Что вы подумаете, уважаемый читатель, прочтя такие строки: «Приметы: лета 26; росту 2 аршин, 7 вершков (это составит около 174 см – Н. Т.); волосы, брови светло-русые; глаза серые; нос, рот, подбородок средние; лицо чистое. Особые приметы: борода редкая, небольшая». Очевидно, первое, что привычно придет вам в голову, это то, что в приведенных строчках перечислены приметы кого-то из объявленных в розыск, может быть, человека, совершившего преступление. Но не спешите с выводами.
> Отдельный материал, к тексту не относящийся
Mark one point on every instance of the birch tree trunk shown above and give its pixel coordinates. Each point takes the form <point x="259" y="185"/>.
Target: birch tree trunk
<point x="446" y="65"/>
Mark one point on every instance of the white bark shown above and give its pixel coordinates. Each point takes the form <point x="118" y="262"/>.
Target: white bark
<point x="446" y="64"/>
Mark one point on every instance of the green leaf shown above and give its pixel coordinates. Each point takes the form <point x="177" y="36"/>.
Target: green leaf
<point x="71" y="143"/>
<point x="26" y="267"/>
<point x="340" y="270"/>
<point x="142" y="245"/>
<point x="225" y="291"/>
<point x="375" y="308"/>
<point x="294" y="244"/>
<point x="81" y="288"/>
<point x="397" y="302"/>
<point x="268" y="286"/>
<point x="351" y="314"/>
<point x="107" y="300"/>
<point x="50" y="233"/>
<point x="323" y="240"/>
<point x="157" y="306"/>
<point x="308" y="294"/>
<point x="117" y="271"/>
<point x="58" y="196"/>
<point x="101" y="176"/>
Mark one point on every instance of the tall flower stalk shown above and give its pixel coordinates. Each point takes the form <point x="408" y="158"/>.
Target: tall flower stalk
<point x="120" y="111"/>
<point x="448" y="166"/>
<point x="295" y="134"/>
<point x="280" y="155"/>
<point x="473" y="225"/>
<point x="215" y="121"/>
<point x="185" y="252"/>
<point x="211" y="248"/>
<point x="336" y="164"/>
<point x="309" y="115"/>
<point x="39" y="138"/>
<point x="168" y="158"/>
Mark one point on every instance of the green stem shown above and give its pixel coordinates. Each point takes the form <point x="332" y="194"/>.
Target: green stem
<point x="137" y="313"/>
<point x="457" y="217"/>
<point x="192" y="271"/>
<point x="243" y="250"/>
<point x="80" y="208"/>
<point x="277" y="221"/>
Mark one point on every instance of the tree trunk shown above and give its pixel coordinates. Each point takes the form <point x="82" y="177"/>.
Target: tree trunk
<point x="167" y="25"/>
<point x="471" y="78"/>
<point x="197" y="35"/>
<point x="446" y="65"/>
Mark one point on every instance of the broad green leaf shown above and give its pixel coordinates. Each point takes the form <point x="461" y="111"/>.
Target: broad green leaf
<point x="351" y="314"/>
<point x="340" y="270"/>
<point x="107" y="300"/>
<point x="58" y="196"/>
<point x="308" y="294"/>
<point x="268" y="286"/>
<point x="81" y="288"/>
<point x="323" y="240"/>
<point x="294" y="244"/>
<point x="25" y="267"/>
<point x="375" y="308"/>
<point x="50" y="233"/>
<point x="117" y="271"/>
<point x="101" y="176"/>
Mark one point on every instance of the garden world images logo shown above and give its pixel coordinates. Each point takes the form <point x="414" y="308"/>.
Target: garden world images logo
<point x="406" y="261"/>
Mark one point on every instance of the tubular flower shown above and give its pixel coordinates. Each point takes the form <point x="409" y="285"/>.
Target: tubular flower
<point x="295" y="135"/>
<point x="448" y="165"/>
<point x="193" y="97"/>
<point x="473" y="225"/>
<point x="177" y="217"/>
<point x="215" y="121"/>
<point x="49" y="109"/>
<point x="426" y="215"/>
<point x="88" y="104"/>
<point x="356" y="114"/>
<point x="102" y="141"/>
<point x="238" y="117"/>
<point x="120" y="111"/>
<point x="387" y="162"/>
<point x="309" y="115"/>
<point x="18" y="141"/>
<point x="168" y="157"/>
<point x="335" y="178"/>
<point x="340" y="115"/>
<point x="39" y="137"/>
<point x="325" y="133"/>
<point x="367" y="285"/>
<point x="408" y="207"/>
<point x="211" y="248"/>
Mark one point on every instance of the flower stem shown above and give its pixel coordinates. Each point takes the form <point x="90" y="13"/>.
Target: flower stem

Это всего лишь часть документа, являющегося увольнительным свидетельством, дававшим в прошлом веке крестьянину право отлучиться за пределы своей волости, уезда (округа) и губернии на заработки. Иными словами, податься в отход с целью заняться вдали от родных мест так называемыми отхожими неземледельческими промыслами. В данном случае мы привели приметы из увольнительного свидетельства, или паспорта (билета), выданного в 1846 году удельному крестьянину Владимирской губернии Кузьме Ивановичу Большому. Поскольку фотография еще только-только выбивалась из младенческих пеленок, то приметы людей в подобного рода документах указывались письменно. Впрочем, сразу уточним: в наши руки попал не доподлинно сам этот документ, а только копия с него, очутившаяся в бумагах Моревского прихода Курганского округа, где она и была нами обнаружена. Подлинник же остался у владельца выданного свидетельства - удельного владимирского крестьянина. Однако это нисколько не снижает ценности обнаруженной копии. Она дает возможность восстановить интересный штрих отечественной истории, связанный с миграцией крестьян из европейских губерний Российской империи в губернии сибирские. Чем она была вызвана?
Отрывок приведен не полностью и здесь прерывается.